Eliza Packman’s public career included suffrage activism as well as service as a poor law guardian and – later in life – as a justice of the peace. Her experience was not untypical of the early women JPs.
Eliza Packman (1868-1940)
Eliza Stevenson Packman (née McMeekin) was born in India in 1868. Her father was a tea planter, originally from Scotland. The family soon returned to Great Britain, and in 1894 she married Dr Alfred Packman in Croydon. The couple settled in the Rochester area where Dr Packman was a general practitioner and a justice of the peace. The Packmans had three children, one of whom died young, while another, Tom, was killed in the First World War.

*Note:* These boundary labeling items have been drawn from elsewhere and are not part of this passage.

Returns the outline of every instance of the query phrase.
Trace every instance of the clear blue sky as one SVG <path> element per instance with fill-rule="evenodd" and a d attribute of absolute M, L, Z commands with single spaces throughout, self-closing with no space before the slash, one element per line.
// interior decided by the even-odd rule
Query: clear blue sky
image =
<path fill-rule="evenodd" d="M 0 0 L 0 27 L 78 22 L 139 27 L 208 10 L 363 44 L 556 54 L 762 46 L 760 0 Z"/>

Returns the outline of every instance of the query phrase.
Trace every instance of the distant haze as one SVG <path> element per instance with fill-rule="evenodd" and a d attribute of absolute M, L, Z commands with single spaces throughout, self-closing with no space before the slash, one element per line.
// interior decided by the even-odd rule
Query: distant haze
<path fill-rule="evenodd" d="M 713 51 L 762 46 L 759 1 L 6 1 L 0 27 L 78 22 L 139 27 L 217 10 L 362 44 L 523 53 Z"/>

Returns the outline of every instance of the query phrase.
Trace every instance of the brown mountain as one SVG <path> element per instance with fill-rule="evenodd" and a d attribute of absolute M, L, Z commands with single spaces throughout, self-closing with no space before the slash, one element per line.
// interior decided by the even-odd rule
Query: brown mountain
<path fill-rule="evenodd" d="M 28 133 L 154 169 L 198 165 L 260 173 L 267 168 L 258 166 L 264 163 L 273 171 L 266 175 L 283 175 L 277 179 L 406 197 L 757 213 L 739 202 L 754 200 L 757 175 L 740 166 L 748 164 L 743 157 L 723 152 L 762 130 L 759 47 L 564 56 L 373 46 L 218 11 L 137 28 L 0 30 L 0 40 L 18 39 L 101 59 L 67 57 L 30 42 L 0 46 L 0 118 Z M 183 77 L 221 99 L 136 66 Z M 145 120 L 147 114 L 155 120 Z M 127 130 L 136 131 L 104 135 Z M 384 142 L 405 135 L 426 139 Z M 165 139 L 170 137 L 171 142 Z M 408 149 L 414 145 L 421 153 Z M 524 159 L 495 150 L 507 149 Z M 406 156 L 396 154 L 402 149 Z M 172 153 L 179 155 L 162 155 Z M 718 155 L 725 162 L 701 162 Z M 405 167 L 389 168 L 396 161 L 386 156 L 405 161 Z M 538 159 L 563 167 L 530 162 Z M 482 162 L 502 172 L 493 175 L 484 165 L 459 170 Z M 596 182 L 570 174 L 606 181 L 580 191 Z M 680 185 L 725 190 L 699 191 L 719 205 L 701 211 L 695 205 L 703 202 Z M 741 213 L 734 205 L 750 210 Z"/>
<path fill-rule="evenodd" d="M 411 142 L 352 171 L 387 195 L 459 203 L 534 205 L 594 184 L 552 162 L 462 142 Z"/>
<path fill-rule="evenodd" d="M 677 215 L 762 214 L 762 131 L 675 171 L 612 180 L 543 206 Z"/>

Mrs Packman became a Poor Law Guardian and local councillor for Strood. She was very interested in social reform and was also heavily involved in the women’s suffrage movement both in Rochester and in Herne Bay, where the Packman family had a second home. In May 1913 she resigned from the Women’s Liberal Association (of which she had been Rochester president) on account of the party’s attitude to women’s suffrage and threw herself into organising for the National Union of Women’s Suffrage Societies (NUWSS) instead. In July she spent at least two weeks on the North Kent route of the NUWSS Pilgrimage and she arranged meetings and activities in the parts of the county where there were no local NUWSS branches.
After women won the vote Mrs Packman was involved in the formation of a Women’s Citizens Association in Rochester. Following legislation in 1919 to allow women to become magistrates Mrs Packman was made a justice of the peace for the North Aylesford area in 1934, where she was one of the magistrates who adjudicated in the juvenile court. She died in 1940 at the age of 72.